From 0c8db4f8e00f75ef7c6bb828a31e54304bad8140 Mon Sep 17 00:00:00 2001
From: Zachary Lipton <zachary.chase@gmail.com>
Date: Sun, 13 Oct 2019 18:12:36 -0700
Subject: [PATCH] thorough revisions to linear gluon

---
 .../linear-regression-gluon.md                | 99 +++++++++++--------
 1 file changed, 57 insertions(+), 42 deletions(-)

diff --git a/chapter_linear-networks/linear-regression-gluon.md b/chapter_linear-networks/linear-regression-gluon.md
index d1a1f82a00..de99ef976d 100644
--- a/chapter_linear-networks/linear-regression-gluon.md
+++ b/chapter_linear-networks/linear-regression-gluon.md
@@ -1,23 +1,25 @@
 # Concise Implementation of Linear Regression
 :label:`sec_linear_gluon`
 
-Resurgent interest deep learning has inspired the development
-of a variety of mature software frameworks,
+Broad and intense interest in deep learning for the past several years
+has inspired both companies, academics, and hobbyists 
+to develop a variety of mature open source frameworks
 for automating the repetitive work of implementing
 gradient-based learning algorithms.
-In the previous section we relied only on
-`ndarray` for data storage and linear algebra
-and on `autograd` to calculate derivatives.

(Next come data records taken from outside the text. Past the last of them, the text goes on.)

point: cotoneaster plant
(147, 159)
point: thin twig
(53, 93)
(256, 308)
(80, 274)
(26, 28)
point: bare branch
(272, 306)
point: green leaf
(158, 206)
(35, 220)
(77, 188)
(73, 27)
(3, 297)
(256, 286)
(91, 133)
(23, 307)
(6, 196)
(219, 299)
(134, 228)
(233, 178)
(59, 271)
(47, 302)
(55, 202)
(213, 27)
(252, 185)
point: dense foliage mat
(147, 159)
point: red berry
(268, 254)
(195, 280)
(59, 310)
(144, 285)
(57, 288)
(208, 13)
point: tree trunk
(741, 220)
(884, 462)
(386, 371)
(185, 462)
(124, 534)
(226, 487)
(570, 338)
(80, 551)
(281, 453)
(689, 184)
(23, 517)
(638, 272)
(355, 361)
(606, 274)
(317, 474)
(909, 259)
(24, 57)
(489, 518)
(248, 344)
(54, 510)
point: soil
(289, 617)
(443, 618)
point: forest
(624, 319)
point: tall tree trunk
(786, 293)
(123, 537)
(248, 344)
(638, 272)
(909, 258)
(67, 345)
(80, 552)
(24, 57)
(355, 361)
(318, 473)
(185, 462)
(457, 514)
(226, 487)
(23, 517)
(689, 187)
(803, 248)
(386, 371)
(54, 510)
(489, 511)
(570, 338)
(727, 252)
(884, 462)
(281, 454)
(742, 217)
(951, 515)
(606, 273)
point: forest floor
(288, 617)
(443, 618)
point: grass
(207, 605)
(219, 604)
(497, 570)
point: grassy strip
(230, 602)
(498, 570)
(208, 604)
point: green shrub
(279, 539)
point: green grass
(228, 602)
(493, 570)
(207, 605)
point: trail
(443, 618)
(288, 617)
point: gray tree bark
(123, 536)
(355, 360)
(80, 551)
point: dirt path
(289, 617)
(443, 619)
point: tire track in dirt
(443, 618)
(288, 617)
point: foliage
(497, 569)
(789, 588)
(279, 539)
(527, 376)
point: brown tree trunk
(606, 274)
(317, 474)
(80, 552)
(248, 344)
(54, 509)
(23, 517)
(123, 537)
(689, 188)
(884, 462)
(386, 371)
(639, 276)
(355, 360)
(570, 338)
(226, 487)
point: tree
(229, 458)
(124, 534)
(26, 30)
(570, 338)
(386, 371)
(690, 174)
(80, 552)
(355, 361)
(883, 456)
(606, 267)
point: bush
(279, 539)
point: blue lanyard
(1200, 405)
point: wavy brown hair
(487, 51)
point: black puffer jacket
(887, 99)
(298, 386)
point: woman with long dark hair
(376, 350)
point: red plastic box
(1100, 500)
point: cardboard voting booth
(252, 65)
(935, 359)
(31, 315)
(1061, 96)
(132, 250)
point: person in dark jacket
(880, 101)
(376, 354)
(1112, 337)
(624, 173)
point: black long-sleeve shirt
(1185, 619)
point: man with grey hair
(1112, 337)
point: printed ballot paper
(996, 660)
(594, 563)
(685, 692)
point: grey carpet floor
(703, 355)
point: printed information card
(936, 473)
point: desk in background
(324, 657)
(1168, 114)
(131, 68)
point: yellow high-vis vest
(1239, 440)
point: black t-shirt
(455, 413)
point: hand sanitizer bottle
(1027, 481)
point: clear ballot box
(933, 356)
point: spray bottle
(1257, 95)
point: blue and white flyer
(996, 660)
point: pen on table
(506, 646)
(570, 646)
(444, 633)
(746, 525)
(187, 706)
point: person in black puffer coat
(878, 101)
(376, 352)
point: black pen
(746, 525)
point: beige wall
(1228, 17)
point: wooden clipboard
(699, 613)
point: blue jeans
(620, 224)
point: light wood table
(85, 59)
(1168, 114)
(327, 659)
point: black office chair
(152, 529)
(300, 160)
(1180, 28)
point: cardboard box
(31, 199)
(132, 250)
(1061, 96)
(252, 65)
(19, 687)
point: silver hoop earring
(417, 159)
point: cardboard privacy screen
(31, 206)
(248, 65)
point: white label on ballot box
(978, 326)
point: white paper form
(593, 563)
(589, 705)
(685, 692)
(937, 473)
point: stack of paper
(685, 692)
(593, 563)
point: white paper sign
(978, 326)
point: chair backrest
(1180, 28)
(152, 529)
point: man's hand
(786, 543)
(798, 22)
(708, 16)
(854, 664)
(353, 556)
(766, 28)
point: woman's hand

+In the previous section, we relied only on
+(i) `ndarray` for data storage and linear algebra;
+and (ii) `autograd` for calculating derivatives.
 In practice, because data iterators, loss functions, optimizers,
 and neural network layers (and some whole architectures)
 are so common, modern libraries implement these components for us as well.
 
-In this section, we will learn how we can implement
-the linear regression model in :numref:`sec_linear_scratch` much more concisely with Gluon.
+In this section, we will show you how to implement
+the linear regression model from :numref:`sec_linear_scratch` 
+concisely by using Gluon.
 
 ## Generating Data Sets
 
-To start, we will generate the same data set as that used in the previous section.
+To start, we will generate the same data set as in the previous section.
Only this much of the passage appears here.